Updated 5:18 p.m. Eastern
The fallout from Los Angeles Clippers owner Donald Sterling's alleged racist remarks started to hit the team's bottom line on Monday, as at least a dozen sponsors said they were jumping ship.
Automaker Mercedes-Benz, used car retailer CarMax, airline Virgin America and the Chumash Casino Resort in Santa Ynez, Calif. all announced they were ending their sponsorships of the Clippers. “CarMax finds the statements attributed to the Clippers’ owner completely unacceptable,” the company said in a statement Monday. “These views directly conflict with CarMax’s culture of respect for all individuals. While we have been a proud Clippers sponsor for 9 years and support the team, fans and community, these statements necessitate that CarMax end its sponsorship.”
Other companies distanced themselves from the racial controversy now engulfing the Clippers without indicating they were making a permanent break. Automaker Kia is suspending its advertising and sponsorship related to the Clippers indefinitely. “The comments allegedly made by Clippers owner, Donald Sterling, are offensive and reprehensible, and they are inconsistent with our views and values,” the company said in a statement.
Red Bull said in a statement that it is suspending all team-related marketing activities for the time being. The company says it will continue to support the team's power forward Blake Griffin, with whom it has a sponsorship deal. Sprint, Aquahydrate, LoanMart and Yokohama Tires are also suspending their Clippers marketing.

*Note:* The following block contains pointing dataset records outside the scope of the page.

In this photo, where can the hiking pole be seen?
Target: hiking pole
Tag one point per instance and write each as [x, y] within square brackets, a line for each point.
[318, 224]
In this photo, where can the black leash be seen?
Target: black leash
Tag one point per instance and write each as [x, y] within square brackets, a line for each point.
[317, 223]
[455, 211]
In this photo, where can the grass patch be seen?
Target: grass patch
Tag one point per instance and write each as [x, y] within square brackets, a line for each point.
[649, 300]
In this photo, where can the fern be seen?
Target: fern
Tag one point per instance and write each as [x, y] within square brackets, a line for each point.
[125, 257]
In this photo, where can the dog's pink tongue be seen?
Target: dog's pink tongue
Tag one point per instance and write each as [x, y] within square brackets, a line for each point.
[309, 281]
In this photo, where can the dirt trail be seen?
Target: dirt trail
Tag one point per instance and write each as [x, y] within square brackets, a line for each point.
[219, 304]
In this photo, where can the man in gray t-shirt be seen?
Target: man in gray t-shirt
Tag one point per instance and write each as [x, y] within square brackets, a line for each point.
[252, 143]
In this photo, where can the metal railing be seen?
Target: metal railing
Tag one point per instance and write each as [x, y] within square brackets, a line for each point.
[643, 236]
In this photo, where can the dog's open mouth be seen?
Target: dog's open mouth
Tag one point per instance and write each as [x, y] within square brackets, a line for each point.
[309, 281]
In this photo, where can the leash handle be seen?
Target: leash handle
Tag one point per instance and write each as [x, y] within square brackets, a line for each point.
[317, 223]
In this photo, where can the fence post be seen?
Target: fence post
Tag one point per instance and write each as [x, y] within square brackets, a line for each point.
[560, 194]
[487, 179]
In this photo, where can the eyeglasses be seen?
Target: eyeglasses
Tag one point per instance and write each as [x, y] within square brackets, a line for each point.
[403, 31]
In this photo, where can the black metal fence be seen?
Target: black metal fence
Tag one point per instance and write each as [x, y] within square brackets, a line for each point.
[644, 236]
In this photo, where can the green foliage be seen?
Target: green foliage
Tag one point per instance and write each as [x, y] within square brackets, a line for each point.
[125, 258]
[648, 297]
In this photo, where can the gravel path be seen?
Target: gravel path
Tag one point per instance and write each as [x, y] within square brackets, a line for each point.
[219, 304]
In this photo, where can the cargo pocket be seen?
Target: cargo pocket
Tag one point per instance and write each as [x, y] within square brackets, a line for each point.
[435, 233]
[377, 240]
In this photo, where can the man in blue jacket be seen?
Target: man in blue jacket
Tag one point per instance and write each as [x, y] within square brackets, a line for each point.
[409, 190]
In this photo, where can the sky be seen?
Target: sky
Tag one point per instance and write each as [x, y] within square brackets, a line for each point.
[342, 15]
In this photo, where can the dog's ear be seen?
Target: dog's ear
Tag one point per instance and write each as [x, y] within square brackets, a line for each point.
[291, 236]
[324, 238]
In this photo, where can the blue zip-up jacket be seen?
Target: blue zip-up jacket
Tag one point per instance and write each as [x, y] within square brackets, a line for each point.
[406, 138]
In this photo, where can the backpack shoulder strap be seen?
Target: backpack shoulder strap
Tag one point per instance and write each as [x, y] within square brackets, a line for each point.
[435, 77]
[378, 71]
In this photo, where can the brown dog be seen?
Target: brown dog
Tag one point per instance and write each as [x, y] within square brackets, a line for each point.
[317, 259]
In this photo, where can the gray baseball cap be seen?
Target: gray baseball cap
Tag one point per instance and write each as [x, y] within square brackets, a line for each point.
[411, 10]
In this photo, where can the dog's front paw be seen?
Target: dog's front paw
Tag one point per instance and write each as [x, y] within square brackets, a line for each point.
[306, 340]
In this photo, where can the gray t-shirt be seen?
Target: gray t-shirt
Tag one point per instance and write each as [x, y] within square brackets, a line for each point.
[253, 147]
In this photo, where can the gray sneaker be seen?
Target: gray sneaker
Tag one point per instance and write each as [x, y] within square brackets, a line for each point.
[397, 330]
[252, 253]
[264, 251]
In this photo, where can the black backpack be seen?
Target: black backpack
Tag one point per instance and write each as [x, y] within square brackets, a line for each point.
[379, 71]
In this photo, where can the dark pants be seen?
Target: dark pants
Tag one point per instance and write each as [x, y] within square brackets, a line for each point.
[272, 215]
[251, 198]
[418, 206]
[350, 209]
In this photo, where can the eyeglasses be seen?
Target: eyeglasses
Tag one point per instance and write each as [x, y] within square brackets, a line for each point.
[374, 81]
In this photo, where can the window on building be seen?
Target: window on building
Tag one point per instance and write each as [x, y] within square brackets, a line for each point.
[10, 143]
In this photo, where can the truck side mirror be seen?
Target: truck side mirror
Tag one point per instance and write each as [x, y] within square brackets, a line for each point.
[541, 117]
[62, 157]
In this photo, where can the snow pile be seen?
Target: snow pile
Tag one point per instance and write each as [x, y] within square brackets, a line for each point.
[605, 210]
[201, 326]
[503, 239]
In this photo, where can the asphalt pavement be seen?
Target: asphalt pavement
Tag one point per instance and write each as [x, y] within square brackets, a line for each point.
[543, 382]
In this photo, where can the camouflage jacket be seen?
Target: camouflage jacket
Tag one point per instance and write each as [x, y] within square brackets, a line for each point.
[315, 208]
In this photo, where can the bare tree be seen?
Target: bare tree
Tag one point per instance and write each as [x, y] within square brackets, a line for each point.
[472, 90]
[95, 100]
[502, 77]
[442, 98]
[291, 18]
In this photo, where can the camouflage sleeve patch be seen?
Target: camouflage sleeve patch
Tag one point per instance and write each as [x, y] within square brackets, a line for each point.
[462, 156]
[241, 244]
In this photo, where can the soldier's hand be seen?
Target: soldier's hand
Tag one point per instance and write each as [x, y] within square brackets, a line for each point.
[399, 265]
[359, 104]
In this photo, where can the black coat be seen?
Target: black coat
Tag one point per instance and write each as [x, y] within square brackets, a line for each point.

Insurance company State Farm, meanwhile, is “pausing” its Clippers sponsorship. “The remarks attributed to the Clippers’ owner are offensive,” State Farm said in an emailed statement. “While those involved sort out the facts, we will be taking a pause in our relationship with the organization. We are monitoring the situation and we’ll continually assess our options.”
State Farm’s decision will not affect the “Born to Assist” advertising campaign, which features Clippers point guard Chris Paul portraying a nerdier twin brother, Cliff Paul.
Amtrak said its sponsorship of the Clippers ended with the conclusion of the regular season, but the company will now remove any advertisements that remain in public. “Moving forward, we will continue to monitor the situation as we look to make decisions about 2014-15 sports marketing sponsorships,” Amtrak said in a statement.
Anheuser-Busch, a sponsor for the entire NBA, also condemned Sterling’s alleged remarks. "We are disappointed to hear the alleged recent comments attributed to L.A. Clippers owner Donald Sterling,” the company said in a statement. “We fully support the NBA’s efforts to investigate quickly and trust that they will take appropriate action."
After initially saying it was reviewing its relationship with the Clippers, Corona also suspended its sponsorship of the team late Monday. "Like everyone else, Corona is appalled by the comments allegedly made by the owner of the Los Angeles Clippers," a spokeswoman for the brand said an emailed statement. "These comments run counter to the type of brand Corona aspires to be. Because of this, we are suspending our sponsorship agreement with the Clippers until the NBA completes its investigation.
Sterling has been under fire since a recording published over the weekend by TMZ purportedly depicted him criticizing his girlfriend for associating with black people in public, including Magic Johnson. President Barack Obama, Miami Heat star LeBron James and Charlotte Bobcats owner Michael Jordan have all spoken out publicly against the comments, and Clippers players staged their own mild protest against Sterling before their playoff game versus the Golden State Warriors on Sunday by wearing their warmup shirts inside out.
Sterling's representatives have neither confirmed nor denied the authenticity of the audio. The NBA quickly said it would investigate, and the league is set to hold a news conference on Tuesday to make an announcement about its investigation.
"Mr. Sterling is emphatic that what is reflected on that recording is not consistent with, nor does it reflect his views, beliefs or feelings," the team said in a statement. "It is the antithesis of who he is, what he believes and how he has lived his life. He feels terrible that such sentiments are being attributed to him and apologizes to anyone who might have been hurt by them."